Back row: Nanni, her sister Frances
Front row: Grace, Nanni's mother,
Anna, Nanni's other sister  
As we continue in the baking world there are many types of breads that can be made with other ingredients such as: Bananas, Zucchini, Pumpkin, Corn, Carrot, French bread, Quick bread, Italian bread and Sour Dough bread. Additional items can also be added to your bread recipe such as nuts, raisins, spices and cranberries.

Whatever role bread plays in a meal, the delightful aromas fills a home and it stirs all the senses. I remember when my grandmother (who we called Nanni) would come over for a visit; she would make us a pizza with onions, tomato sauce and fresh mozzarella. She also used the best fresh herbs she could find. Instead of a round pizza pan, she would make the pizza in a baking pan. Her crust was always soft and thick something like a Sicilian pizza would be.

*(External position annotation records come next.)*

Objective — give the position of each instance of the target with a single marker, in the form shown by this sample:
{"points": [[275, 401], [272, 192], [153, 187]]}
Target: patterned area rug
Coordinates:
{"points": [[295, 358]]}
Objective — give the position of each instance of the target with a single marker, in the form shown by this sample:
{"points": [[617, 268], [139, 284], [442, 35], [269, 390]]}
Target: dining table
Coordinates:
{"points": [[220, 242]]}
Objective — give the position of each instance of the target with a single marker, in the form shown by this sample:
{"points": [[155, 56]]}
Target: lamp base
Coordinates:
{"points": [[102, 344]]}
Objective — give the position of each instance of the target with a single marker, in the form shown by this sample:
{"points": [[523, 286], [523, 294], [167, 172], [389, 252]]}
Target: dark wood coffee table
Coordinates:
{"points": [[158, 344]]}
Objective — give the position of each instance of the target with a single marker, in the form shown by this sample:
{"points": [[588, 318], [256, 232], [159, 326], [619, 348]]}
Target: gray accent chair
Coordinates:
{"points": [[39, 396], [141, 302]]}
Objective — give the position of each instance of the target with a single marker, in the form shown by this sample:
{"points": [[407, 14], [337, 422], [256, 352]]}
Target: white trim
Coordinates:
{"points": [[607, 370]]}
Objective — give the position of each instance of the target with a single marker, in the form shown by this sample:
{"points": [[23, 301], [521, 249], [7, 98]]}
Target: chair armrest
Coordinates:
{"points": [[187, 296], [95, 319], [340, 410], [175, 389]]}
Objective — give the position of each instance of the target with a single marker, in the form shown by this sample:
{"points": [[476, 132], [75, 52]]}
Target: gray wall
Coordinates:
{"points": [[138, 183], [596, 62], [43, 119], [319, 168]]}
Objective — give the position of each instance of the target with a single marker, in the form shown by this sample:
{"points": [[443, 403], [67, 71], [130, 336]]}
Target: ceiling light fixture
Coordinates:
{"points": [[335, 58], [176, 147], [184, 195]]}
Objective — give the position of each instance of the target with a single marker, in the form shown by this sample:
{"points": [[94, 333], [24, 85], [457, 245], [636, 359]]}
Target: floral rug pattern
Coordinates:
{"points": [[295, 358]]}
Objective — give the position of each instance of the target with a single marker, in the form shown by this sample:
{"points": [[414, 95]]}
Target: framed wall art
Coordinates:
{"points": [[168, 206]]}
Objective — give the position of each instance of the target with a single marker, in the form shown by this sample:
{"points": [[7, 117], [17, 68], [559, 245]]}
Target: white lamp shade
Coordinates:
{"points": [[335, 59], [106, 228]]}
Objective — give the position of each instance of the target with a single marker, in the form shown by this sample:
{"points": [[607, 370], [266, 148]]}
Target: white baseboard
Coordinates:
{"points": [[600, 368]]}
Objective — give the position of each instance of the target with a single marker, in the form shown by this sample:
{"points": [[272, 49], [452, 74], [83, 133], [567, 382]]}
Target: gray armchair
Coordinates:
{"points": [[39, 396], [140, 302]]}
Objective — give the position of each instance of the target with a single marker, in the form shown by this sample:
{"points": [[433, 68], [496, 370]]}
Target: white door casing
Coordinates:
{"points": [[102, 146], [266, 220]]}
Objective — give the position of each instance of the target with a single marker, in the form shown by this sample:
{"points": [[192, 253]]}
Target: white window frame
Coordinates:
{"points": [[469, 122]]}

It was always fun making pizza with her as she would always tell a few stories about her Italian roots as we were eating it. This recipe is very similar to my grandmothers. It is from MaryAnn Esposito “Cio Italia.” I hope that you enjoy your pizza and make some bread, it really makes the house fragrant. It is what I would call, “real comfort food.”


1 ½ teaspoons active dry yeast
1 ½ cups of warm water (110° -115° F)
3 ½ to 3 ¾ cups unbleached All Purpose Flour
½ teaspoon of salt
½ teaspoon of sugar
1 teaspoon extra virgin olive oil

In a large bowl, dissolve the yeast in warm water. Allow the yeast to proof until it is foamy, about 10 minutes. Add 3 cups of flour, salt and sugar. Mix the dough with your hands or use a mixer with a dough hook. Add the remaining flour as needed to make dough that holds together. Place the dough on a floured surface and knead it for about 10 minutes. Grease a bowl with the olive oil and place the dough in the bowl. Turn the dough a few times in the bowl so the oil coats the dough. Cover the bowl tightly with plastic wrap and let it rise for 2 hours in a warm place. Then punch down the dough and knead it for a few minutes on a lightly floured surface. Use the dough to make one large pizza or divide it in half to make 2 small ones.

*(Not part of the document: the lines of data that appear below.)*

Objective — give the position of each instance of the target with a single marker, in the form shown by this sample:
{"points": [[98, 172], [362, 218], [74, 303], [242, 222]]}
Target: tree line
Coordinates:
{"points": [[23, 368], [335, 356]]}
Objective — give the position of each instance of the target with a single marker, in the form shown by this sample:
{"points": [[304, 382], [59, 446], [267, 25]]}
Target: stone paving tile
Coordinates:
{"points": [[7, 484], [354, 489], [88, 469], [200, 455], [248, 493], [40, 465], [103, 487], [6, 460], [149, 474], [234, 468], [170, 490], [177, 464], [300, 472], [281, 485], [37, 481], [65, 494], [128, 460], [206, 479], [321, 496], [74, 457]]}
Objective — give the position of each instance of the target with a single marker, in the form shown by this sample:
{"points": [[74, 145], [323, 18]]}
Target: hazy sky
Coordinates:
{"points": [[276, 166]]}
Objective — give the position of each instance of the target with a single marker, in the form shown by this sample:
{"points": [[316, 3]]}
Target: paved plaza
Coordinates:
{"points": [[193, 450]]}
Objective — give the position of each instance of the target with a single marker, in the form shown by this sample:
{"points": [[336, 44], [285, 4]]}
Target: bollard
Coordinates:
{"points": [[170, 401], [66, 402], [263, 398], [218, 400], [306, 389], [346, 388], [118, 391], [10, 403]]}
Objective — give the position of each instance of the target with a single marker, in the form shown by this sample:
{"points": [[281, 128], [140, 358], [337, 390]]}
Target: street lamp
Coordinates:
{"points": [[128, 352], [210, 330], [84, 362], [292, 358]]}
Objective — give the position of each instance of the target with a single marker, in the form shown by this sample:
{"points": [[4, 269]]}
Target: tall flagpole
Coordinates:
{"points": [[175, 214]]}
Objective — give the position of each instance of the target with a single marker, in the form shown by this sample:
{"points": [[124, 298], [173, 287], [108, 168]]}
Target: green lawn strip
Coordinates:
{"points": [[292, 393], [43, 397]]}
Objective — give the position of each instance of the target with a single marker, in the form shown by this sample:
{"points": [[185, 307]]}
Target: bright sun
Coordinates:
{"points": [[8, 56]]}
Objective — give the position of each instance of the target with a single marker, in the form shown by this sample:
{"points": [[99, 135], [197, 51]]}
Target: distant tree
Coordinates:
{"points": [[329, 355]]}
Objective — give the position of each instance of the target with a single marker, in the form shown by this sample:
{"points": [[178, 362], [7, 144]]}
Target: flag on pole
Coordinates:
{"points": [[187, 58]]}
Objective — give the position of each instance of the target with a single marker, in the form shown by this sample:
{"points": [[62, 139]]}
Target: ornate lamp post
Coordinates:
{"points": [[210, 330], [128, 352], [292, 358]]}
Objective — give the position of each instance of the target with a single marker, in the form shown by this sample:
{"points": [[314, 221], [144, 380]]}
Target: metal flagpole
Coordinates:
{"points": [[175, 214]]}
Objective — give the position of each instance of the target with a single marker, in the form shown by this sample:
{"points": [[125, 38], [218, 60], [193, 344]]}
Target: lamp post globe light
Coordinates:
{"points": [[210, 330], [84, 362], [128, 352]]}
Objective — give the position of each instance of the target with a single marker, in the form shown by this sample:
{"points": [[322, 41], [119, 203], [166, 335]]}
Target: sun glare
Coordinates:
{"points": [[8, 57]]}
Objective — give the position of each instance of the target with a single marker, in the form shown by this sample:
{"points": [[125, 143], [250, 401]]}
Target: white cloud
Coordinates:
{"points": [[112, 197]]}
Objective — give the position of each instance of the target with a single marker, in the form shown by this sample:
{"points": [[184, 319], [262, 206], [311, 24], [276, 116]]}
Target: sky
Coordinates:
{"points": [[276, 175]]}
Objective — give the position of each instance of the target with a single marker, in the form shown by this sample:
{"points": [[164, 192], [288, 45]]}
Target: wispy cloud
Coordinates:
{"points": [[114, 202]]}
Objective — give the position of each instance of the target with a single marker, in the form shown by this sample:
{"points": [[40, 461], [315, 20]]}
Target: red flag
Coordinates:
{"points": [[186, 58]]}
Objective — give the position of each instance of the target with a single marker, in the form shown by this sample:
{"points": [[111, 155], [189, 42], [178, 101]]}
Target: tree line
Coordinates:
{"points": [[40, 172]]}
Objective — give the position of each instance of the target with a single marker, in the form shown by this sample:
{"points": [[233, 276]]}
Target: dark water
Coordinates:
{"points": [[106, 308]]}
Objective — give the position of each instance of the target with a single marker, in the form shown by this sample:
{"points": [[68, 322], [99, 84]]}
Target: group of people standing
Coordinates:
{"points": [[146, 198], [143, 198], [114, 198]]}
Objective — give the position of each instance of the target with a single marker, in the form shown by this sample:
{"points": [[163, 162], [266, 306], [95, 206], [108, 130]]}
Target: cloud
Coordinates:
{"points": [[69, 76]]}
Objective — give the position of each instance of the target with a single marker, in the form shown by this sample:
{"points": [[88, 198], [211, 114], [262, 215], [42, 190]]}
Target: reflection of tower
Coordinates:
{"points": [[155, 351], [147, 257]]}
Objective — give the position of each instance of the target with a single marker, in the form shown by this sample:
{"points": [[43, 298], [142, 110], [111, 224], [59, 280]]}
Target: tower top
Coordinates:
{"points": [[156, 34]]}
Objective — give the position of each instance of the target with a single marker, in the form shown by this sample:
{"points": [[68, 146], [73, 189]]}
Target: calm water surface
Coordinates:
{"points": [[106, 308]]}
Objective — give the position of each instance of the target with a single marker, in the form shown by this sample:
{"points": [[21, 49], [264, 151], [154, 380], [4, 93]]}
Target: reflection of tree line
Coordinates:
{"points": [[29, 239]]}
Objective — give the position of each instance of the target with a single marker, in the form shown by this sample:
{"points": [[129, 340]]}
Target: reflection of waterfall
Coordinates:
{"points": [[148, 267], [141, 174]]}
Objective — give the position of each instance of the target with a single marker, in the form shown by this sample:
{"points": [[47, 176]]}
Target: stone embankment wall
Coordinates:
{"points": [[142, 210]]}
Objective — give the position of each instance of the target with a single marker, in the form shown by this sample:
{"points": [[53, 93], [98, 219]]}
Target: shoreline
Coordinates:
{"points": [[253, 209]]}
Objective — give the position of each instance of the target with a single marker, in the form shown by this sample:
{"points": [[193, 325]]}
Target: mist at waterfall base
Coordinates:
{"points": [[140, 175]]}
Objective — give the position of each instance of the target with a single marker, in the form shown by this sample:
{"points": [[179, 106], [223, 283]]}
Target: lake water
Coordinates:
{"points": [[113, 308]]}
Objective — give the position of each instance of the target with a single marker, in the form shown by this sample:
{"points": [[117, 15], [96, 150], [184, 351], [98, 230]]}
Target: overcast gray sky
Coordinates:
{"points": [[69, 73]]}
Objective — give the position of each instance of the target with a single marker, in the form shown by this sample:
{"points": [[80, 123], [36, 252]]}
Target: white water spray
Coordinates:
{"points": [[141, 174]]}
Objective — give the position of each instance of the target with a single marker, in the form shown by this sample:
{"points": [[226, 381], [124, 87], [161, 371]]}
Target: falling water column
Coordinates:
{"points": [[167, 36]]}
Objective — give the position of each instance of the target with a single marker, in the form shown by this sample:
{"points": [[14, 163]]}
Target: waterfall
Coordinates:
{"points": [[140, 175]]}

Now that your dough is made you can make your pizza with any ingredients you wish. Just make sure the ingredients are fresh and you will have a mouth watering pizza that you can’t wait to eat. If you need a marinara sauce for your pizza, please check out my last post for my “Mama’s Marinara Tomato Sauce” recipe. Mangia!

Till Next Time….

Copyright © 2011 All Rights Reserved

Thursday, August 18, 2011

"Mama's Marinara Tomato Sauce" Spices and Herbs

As I walk down the aisle of my local grocery store, I can remember what my mom and grandmothers used to say to me which was, “The spices and herbs that you use, will enhance the flavor, the color and add fragrance to your favorite recipes. Use the freshest and best you can find.” They were right, of course. I have taken their advice and as I make my own recipes, I always use the best ingredients I can find.

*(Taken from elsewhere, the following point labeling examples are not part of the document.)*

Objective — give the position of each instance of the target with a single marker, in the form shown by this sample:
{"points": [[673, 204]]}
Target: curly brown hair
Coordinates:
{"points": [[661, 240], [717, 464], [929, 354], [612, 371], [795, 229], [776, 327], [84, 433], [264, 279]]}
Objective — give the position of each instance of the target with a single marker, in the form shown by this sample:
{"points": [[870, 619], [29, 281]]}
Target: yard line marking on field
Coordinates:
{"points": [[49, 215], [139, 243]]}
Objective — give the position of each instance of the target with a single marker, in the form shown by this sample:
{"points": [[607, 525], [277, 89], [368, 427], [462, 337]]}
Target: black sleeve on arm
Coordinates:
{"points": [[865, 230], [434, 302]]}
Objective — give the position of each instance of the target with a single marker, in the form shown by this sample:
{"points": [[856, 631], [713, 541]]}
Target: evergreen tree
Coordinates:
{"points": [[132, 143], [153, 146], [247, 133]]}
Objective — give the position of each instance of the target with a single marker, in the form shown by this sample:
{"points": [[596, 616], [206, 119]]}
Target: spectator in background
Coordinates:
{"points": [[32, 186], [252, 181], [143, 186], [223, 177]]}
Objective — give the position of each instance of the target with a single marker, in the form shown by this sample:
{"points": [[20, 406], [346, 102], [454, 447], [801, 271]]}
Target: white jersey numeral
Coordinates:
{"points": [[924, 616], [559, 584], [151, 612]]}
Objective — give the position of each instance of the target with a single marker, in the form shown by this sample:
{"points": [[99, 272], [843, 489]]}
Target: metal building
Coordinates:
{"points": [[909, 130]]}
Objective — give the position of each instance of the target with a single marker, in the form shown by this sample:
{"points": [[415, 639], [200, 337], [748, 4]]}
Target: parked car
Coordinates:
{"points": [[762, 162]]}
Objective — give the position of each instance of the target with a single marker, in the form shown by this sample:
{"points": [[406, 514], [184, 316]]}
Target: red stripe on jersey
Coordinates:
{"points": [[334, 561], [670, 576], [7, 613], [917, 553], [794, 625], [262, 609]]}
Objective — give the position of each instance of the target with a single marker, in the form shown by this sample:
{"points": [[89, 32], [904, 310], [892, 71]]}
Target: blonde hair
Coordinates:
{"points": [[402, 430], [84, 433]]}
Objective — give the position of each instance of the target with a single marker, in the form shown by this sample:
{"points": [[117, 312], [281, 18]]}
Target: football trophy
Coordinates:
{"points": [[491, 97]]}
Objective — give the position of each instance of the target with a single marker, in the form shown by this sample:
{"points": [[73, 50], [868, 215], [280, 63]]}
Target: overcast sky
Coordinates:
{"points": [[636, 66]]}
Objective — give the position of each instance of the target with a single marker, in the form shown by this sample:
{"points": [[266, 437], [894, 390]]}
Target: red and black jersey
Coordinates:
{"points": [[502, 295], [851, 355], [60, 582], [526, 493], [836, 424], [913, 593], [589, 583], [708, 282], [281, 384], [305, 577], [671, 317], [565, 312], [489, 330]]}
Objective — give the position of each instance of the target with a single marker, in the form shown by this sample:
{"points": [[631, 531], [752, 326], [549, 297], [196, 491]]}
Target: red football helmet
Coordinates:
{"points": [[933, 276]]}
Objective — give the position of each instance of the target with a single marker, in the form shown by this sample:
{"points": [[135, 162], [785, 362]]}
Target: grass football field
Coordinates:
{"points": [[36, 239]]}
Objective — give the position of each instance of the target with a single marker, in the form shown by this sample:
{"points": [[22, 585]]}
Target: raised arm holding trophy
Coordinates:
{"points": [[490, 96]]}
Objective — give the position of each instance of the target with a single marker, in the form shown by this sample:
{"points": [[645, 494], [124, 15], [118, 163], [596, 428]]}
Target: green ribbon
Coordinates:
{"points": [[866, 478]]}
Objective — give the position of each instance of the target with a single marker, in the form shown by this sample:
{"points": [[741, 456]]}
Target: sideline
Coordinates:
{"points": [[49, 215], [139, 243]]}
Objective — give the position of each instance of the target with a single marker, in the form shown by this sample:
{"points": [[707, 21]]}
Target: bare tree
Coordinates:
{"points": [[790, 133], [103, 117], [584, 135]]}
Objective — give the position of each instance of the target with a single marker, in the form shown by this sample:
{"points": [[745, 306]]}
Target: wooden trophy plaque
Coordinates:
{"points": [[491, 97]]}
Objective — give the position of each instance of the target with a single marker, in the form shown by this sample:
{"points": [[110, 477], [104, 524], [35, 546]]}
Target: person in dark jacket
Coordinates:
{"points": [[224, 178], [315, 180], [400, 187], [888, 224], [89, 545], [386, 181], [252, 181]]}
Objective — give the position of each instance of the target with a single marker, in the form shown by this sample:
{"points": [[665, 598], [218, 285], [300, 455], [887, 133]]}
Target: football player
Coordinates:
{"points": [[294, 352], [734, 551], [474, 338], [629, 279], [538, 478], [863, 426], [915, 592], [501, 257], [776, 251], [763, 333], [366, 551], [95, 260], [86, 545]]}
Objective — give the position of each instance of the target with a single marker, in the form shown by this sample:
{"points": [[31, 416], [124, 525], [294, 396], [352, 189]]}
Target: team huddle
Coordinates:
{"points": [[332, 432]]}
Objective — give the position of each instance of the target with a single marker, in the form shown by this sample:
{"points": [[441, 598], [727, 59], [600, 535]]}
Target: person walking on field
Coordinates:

Since the beginning of civilization we are certain that spices played an important part in man’s daily life and death. Many discovered spices were found in Egyptian tombs as early as 3000 BC. Spices and herbs were also used to heal ailments. One other way spices have been used is based on their strong scent. Spices provided a way to perfume a room.

Now, that you have learned a little bit of history, come with me and lets explore the difference between a spice and an herb. A whole dried spice has the longest shelf life, generally two years. The shelf life of a ground spice is almost six months. Now, herbs consist of fresh leaves and stems crumbled or powdered. Dried herbs should be purchased by only the amount you need as it must be used within two or three days. Usually, 1 teaspoon of dried herbs equals 1 tablespoon of fresh. Another bit of information is that salt is a mineral not a spice.

Herbs are an important addition in Italian cooking. Herbs can be grown easily in pots or in the garden. They should be stored in the freezer or hung up to dry in a cool place away from the heat. Once dry, they should be placed in air tight containers. The list of spices and herbs that Italian’s mostly use with their recipes are too many to mention, so I am going to give you a few of the important ones that my family uses. Basil, Garlic, Oregano, Bay Leaves, Mint, Parsley, Black Pepper, Red Pepper Flakes, and Fennel.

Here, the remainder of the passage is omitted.